This weekend Dr Nic shared with us a well written article discussing the shortcomings of auto-incrementing (serial) keys and an alternative approach. While discussing the article the question came up about how to go about using UUID keys in our applications and what we have to do within PostgreSQL in order to use them. PostgreSQL out of the box defines a UUID Data Type which is a great start.
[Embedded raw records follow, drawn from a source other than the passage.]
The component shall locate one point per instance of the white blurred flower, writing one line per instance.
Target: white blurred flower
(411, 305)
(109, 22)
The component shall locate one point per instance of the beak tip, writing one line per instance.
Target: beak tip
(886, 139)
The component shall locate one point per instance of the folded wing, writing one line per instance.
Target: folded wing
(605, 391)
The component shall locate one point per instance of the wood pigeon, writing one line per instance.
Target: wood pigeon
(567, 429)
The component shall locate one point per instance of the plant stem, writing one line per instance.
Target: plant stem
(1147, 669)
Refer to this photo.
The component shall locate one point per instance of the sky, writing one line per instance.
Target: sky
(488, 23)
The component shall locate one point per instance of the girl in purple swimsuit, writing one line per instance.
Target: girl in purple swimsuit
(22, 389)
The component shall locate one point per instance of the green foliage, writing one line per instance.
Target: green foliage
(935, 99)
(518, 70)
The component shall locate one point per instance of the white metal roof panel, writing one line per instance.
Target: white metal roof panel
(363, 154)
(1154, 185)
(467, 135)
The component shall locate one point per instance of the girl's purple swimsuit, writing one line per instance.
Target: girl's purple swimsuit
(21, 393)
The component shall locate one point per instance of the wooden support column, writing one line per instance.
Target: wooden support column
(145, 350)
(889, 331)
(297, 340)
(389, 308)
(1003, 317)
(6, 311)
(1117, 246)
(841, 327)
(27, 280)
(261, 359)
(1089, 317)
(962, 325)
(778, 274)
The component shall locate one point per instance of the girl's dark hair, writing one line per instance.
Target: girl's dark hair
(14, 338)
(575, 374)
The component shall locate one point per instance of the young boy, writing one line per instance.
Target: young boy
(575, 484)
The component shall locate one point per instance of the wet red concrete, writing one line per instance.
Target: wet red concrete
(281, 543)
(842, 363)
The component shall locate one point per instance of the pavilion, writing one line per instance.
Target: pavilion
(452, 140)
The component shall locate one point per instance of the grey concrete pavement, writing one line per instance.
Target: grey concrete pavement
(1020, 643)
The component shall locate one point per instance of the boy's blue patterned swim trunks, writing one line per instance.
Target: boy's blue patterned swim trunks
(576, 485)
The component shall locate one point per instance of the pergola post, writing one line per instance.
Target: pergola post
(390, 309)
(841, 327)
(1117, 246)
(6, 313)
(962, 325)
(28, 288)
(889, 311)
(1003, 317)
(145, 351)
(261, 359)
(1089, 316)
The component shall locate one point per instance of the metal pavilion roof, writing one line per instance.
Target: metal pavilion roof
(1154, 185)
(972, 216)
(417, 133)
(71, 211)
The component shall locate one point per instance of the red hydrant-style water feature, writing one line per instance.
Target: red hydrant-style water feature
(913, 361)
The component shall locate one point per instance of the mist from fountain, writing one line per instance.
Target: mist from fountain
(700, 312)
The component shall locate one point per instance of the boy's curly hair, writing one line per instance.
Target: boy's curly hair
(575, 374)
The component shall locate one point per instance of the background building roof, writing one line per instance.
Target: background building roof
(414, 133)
We then have three options for generating UUID’s,
- Within your application code
- Within the database using the extension uuid-ossp
- Within the database using the extension pgcrypto
Generating them within our application will work quite nicely and is a good way to go, unless you want the database to handle creating these automatically for you which is usually where our point of view.
Only use uuid-ossp if you have a real and specific need for the functions it provides If your only need is to generate and index them then you do not need uid-ossp. (Update: See below.) For generating UUID’s within the database an easy place to start is to use the gen_random_uuid ()
function from the pgcrypto extension.
So how do we use this function? First we need to create the extension in the database we wish to use it with,
CREATE EXTENSION pgcrypto;
This is how you load pre-compiled shared library code which adds functionality into your PostgreSQL database.
Note specifically that the extension must be created (loaded) once for each database in which you wish to use it. Once it has been loaded into a running instance of the database server it will be there for use from then on spanning restarts.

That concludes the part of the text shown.